Die Antragstellerin hat mit der Beschwerde und dem Vollstreckungsschutzantrag keine besonderen rechtfertigenden Umstände vorgetragen, die über die Nachteile hinausgehen, die mit der Vollstreckung aus einem nicht rechtskräftigen Titel ohnehin verbunden sind. Die Entscheidung ist weder offensichtlich rechtswidrig, noch liegen andere Gesichtspunkte vor, die eine Aussetzung unter Berücksichtigung der oben dargelegten Maßstäbe als geboten erscheinen lassen.
Soweit der Antragsteller einwendet, der Tenor des mit der Beschwerde angefochtenen Beschlusses sei "zu unbestimmt", trifft dies nicht zu. Der Beschluss verpflichtet den Antragsteller, Leistungen zur Sicherung des Lebensunterhalts einschließlich der Unterkunftskosten für einen genau bestimmten Zeitraum an die im Rubrum bezeichneten Personen zu zahlen. Auch im einstweiligen Rechtsschutz ist in entsprechender Anwendung von § 130 Abs. 1 Satz 1 SGG die Verpflichtung des Leistungsträgers lediglich dem Grunde nach zulässig (st. Rechtsprechung des Senats, vgl. nur Beschluss vom 30.08.2018 – L 7 AS 1268/18 B ER), die Vollstreckung erfolgt dann in entsprechender Anwendung von § 201 SGG mittels Zwangsgeldandrohung und -festsetzung (Schmidt in Meyer-Ladewig, SGG, 12. Aufl., § 201 Rn. 2a; Wündrich, SGb 2009, 267 ff).
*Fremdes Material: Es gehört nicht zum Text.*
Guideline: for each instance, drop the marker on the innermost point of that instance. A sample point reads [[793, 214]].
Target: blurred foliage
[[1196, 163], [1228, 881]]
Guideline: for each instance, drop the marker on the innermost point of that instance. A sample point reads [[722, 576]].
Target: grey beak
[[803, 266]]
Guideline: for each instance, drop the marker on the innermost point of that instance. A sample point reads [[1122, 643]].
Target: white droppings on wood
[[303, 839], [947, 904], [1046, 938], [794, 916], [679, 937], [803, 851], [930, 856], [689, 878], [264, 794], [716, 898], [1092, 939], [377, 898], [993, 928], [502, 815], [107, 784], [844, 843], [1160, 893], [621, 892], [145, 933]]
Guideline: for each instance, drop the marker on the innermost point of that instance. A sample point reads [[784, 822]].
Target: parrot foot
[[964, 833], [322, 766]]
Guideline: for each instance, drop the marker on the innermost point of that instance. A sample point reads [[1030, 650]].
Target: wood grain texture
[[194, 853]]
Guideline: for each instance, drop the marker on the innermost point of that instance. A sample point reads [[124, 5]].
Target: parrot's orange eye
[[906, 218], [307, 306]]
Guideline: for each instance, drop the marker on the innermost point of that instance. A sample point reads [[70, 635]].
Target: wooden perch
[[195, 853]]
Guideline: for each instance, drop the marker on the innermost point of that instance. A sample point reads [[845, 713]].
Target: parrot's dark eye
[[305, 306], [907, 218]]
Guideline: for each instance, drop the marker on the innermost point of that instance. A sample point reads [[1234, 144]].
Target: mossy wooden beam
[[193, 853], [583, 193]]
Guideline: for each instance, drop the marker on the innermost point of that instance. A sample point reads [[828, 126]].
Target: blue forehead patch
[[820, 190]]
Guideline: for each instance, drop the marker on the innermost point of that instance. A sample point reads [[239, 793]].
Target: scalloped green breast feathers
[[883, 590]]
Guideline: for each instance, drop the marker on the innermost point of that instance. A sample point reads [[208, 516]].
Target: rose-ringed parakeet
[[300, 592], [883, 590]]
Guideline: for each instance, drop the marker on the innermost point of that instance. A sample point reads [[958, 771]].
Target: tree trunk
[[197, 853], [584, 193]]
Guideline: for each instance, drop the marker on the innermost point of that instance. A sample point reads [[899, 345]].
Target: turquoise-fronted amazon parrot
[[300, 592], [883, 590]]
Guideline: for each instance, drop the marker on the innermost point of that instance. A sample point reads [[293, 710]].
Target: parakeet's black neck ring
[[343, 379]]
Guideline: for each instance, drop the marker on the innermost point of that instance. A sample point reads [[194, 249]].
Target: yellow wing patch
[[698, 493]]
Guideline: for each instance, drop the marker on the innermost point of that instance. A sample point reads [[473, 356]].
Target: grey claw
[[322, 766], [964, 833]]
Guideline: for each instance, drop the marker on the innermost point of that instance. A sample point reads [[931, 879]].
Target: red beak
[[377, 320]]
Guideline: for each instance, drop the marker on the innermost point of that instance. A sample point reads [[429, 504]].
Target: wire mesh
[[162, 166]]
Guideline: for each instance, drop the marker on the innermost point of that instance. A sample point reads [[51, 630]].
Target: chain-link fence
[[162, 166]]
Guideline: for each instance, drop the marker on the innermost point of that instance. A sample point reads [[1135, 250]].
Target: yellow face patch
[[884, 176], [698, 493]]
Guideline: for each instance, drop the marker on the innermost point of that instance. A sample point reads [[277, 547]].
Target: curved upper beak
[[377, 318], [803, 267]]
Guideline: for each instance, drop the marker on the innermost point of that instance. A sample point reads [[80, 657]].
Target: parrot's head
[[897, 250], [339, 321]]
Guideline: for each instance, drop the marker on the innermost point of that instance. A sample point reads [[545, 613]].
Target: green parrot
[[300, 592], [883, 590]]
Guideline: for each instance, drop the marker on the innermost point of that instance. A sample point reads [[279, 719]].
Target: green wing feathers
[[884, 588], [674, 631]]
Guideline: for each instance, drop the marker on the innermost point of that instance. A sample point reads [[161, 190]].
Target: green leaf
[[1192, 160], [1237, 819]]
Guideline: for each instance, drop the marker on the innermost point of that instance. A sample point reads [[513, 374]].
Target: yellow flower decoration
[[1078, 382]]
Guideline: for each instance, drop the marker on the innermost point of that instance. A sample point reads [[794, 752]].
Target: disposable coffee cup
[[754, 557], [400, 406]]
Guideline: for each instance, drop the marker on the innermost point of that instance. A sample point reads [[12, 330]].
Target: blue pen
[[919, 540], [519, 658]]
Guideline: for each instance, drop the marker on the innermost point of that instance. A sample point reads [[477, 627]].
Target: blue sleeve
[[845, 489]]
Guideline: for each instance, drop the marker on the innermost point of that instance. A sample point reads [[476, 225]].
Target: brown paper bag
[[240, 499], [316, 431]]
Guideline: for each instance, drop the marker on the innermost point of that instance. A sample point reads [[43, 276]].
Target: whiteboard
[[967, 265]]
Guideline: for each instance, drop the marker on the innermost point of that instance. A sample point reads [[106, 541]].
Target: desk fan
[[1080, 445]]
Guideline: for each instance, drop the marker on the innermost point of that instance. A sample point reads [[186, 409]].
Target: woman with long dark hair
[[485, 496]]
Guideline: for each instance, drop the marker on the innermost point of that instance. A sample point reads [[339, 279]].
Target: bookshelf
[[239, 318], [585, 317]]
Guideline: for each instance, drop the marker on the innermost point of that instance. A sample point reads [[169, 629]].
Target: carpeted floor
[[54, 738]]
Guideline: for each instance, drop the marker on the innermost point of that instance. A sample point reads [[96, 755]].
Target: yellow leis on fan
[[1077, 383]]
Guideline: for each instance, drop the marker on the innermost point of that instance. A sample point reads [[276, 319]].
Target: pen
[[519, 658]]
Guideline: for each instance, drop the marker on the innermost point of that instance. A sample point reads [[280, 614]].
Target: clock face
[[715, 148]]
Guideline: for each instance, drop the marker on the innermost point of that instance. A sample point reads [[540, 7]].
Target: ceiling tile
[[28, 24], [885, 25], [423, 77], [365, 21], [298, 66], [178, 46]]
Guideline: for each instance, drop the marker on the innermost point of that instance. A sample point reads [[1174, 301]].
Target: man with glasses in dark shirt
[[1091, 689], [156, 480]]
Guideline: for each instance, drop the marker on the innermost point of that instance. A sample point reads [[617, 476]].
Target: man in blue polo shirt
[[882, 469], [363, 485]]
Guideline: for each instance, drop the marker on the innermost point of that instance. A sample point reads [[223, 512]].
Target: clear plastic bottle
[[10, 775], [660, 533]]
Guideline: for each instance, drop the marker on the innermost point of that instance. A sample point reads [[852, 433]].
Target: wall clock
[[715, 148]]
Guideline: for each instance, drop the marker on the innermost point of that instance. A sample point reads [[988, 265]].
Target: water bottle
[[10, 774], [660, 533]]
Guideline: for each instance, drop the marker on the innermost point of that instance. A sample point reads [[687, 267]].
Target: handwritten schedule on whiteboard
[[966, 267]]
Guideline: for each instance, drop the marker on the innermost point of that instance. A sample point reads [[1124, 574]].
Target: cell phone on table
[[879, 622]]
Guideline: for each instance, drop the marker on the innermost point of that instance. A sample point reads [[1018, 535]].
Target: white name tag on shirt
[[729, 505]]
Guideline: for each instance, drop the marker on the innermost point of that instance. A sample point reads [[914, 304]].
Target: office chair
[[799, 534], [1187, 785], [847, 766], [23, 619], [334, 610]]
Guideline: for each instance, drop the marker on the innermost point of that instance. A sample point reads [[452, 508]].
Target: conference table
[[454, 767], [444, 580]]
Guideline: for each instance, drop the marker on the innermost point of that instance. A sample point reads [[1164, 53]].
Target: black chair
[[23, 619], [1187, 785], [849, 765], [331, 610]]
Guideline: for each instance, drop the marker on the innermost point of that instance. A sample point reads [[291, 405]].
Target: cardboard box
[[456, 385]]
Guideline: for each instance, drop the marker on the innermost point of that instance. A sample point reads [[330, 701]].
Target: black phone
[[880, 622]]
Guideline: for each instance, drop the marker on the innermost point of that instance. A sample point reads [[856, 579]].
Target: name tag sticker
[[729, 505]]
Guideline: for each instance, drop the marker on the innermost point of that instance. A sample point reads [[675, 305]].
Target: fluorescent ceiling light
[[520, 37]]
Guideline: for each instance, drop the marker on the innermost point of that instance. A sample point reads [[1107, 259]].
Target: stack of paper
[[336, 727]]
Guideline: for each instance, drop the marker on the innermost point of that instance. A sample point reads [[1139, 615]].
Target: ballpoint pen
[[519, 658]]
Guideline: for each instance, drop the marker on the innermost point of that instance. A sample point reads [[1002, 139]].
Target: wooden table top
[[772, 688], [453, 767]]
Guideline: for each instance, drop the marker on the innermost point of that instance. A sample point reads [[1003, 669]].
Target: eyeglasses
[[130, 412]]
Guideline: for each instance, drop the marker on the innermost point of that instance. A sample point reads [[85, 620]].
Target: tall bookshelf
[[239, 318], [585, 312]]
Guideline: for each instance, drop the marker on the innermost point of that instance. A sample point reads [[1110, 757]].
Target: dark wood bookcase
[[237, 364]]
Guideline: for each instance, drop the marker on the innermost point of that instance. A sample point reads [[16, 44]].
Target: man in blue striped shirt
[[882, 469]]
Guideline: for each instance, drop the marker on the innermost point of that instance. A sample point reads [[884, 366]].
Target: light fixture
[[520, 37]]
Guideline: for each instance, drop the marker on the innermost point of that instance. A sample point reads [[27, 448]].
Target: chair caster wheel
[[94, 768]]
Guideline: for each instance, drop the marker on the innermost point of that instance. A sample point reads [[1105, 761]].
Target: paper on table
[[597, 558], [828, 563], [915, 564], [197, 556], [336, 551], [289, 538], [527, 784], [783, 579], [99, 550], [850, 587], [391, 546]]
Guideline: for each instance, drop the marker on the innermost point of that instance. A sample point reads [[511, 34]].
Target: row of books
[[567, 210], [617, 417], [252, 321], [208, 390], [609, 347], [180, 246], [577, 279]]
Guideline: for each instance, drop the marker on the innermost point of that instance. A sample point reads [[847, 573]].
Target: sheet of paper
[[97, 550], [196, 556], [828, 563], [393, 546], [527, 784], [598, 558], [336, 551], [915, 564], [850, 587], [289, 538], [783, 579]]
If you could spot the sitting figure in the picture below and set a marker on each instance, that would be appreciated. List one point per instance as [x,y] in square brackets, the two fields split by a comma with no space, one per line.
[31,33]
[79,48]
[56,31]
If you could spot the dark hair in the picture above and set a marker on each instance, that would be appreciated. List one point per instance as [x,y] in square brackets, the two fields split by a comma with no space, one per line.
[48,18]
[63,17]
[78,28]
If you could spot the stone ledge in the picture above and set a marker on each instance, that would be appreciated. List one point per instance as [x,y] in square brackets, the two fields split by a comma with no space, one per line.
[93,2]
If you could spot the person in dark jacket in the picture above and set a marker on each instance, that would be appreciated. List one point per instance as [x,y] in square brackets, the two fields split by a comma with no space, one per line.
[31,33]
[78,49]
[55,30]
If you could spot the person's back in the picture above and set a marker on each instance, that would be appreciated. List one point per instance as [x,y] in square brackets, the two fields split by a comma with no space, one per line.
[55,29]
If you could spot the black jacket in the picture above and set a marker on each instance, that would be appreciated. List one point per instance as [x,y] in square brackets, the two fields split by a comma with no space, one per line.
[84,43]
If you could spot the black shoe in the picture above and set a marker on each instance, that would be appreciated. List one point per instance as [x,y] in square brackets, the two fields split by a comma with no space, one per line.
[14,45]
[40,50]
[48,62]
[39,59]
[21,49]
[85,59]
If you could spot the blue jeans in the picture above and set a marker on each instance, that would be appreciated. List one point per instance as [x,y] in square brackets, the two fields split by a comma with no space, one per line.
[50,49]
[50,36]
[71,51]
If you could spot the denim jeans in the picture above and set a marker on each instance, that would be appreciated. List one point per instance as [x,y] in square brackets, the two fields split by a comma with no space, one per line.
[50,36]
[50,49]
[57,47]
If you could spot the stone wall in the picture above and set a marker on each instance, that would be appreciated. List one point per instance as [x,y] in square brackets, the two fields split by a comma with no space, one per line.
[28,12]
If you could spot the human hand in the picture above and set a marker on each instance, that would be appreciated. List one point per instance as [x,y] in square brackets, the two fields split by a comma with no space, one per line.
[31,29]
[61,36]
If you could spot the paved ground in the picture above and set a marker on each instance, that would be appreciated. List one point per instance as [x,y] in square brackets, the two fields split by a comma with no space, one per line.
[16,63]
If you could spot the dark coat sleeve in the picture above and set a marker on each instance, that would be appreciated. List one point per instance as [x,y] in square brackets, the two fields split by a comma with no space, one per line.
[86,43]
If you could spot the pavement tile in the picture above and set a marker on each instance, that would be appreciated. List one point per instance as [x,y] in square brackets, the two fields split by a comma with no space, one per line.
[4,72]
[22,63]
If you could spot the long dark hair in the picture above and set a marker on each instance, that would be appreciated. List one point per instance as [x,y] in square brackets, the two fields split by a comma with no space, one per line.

Soweit der Antragsteller meint, der angefochtene Beschluss sei rechtswidrig, weil das Sozialgericht ihn nicht nur zur Zahlung vorläufiger Leistungen verpflichtet, sondern eine endgültige Entscheidung getroffen und damit die Hauptsache vorweggenommen habe, trifft dies ebenfalls nicht zu. Das Sozialgericht hat den Antragsgegner sowohl nach dem Rubrum der Entscheidung als auch ausdrücklich im Tenor "im Wege der einstweiligen Anordnung" zur Zahlung der Leistungen verpflichtet. Damit handelt es sich allein aus verfahrensrechtlichen Gründen um eine vorläufige Entscheidung, ohne dass die Leistungen im Tenor ausdrücklich als "vorläufige" Leistungen bezeichnet werden müssen oder auch nur sollten. Eine einstweilige Anordnung nach § 86b Abs. 2 SGG trifft immer nur eine vorläufige Regelung, die unter dem Vorbehalt einer abweichenden Entscheidung im Hauptsacheverfahren steht. Die einstweilige Anordnung verliert ihre Rechtswirkung mit der endgültigen Entscheidung (BSG Urteil vom 20.04.2016 – B 8 SO 20/14 R). Wenn der Leistungsträger aufgrund einer einstweiligen Anordnung Leistungen erbracht hat, steht ihm ein in entsprechender Anwendung von § 50 Abs. 2 SGB X zu verfolgender Rückzahlungsanspruch zu, soweit die Verpflichtung zur Erbringung der Leistung im Hauptsacheverfahren nicht bestätigt wird. Die Erstattungspflicht des Gegners ergibt sich aus dem Prozessrechtsverhältnis zwischen den Beteiligten (BSG Urteil vom 09.03.1988 – 9/9a RV 24/85 mwN). Eine ausdrückliche Verpflichtung des Leistungsträgers im einstweiligen Rechtsschutz, "vorläufig" Leistungen zu zahlen, wie dies vom Antragsteller des Vollstreckungsschutzverfahrens ausdrücklich begehrt wird, wäre demgegenüber mindestens missverständlich. Der Begriff der "Vorläufigkeit" ist im SGB II für Leistungen iSd § 41a SGB II vorgesehen. Die nach dieser Vorschrift erbrachten vorläufigen Leistungen unterliegen dem Regelungsgefüge des § 41a SGB II, die Erstattungspflicht richtet sich zB nach § 41a Abs. 6 SGB II, es gilt die Festsetzungsfiktion nach § 41a Abs. 5 SGB II, für die abschließende Entscheidung gilt § 41a Abs. 3 und 4 SGB II. Dieses Regelungsgefüge gilt nicht für durch eine gerichtliche einstweilige Anordnung gem. § 86b SGG zugesprochene Leistungen, weshalb es zutreffend ist, derartige Leistungen gerade nicht ausdrücklich als vorläufige Leistungen zu bezeichnen.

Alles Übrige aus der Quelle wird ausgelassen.